Scientific classification
- Kingdom: Animalia
- Phylum: Chordata
- Class: Reptilia
- Order: Squamata
- Suborder: Iguania
- Family: Agamidae
- Genus: Rankinia
- Species: R. diemensis
- Binomial name: Rankinia diemensis Wells & Wellington, 1984
- Synonyms: Grammatophora muricata diemensis Gray, 1841

= Rankinia =

- Authority: Wells & Wellington, 1984
- Conservation status: LC
- Synonyms: Grammatophora muricata diemensis Gray, 1841

Genus of reptiles in Australia

Rankinia is a genus of small agamid reptiles. As currently delineated, it is monotypic, containing only Rankinia diemensis (Gray, 1841), also known as the mountain heath dragon or mountain dragon. It is endemic to Australia.

==Distribution and habitat==
It occurs in the uplands of New South Wales and Victoria, as well as in Tasmania, where it is the only native agamid. Mountain dragons are found in dry woodlands and heaths with access to open areas for sunning themselves. They are oviparous and feed on ants and other small invertebrates.

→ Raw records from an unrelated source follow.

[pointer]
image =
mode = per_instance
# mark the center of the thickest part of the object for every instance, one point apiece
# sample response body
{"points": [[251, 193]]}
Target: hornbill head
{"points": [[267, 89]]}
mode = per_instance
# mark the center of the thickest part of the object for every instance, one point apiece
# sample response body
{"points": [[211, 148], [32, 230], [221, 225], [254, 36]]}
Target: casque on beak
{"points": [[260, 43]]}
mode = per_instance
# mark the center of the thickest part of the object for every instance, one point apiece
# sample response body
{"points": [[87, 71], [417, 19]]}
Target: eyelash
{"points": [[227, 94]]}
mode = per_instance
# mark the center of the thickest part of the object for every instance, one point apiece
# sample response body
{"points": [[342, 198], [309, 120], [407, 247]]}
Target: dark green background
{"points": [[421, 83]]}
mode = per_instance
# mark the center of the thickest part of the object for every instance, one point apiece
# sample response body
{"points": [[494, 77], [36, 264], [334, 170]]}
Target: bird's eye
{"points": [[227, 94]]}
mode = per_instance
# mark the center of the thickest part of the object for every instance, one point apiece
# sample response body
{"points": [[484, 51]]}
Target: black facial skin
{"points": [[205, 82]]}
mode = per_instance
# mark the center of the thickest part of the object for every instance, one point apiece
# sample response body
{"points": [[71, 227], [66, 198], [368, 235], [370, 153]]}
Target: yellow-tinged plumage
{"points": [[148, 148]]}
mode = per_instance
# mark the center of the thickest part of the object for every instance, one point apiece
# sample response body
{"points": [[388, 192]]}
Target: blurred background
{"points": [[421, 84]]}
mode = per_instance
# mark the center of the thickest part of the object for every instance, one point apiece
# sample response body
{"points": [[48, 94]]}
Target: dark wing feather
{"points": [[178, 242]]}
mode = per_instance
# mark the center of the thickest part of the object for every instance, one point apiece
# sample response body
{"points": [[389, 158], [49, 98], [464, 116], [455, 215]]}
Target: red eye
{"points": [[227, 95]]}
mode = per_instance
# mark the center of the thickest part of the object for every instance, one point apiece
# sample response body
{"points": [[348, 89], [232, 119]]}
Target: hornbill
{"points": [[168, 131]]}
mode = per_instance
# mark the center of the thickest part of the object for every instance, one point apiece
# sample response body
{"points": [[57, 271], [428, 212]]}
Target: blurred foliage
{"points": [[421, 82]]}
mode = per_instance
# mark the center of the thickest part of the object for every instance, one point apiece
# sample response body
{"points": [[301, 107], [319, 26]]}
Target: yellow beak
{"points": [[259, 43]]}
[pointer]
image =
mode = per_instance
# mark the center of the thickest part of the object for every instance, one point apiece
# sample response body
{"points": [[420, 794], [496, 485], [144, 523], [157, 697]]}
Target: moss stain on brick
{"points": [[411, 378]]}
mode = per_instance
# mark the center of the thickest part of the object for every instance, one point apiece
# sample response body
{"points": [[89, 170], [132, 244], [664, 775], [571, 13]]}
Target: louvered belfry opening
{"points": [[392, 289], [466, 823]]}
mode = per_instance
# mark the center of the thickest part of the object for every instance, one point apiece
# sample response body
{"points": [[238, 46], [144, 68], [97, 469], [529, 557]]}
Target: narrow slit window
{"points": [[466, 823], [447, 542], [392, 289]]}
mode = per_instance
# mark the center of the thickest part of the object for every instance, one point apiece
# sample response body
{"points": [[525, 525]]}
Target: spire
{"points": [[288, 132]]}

They do not climb very high, relying instead on camouflage to evade predators.

==Description==
Their overall colour is grey to reddish brown, with two rows of lighter-coloured paravertebral stripes or blotches running down their backs. These stripes are deeply scalloped, so they appear like two series of blotches. They can have cream-coloured bellies. Individuals can grow up to 20 cm in length, although the average length is somewhat smaller, with females typically growing larger than males. The average snout to base of tail length is 7.5 centimeters, but can be up to 9. They have a row of enlarged spinose (spikey) scales on each side of the tail bases.

The mountain dragon appears similar to the jacky dragon, but can be much redder, and the inside of its mouth is pink (compared to the yellow of the jacky dragon).

They breed in summer, laying 2–9 eggs in a burrow.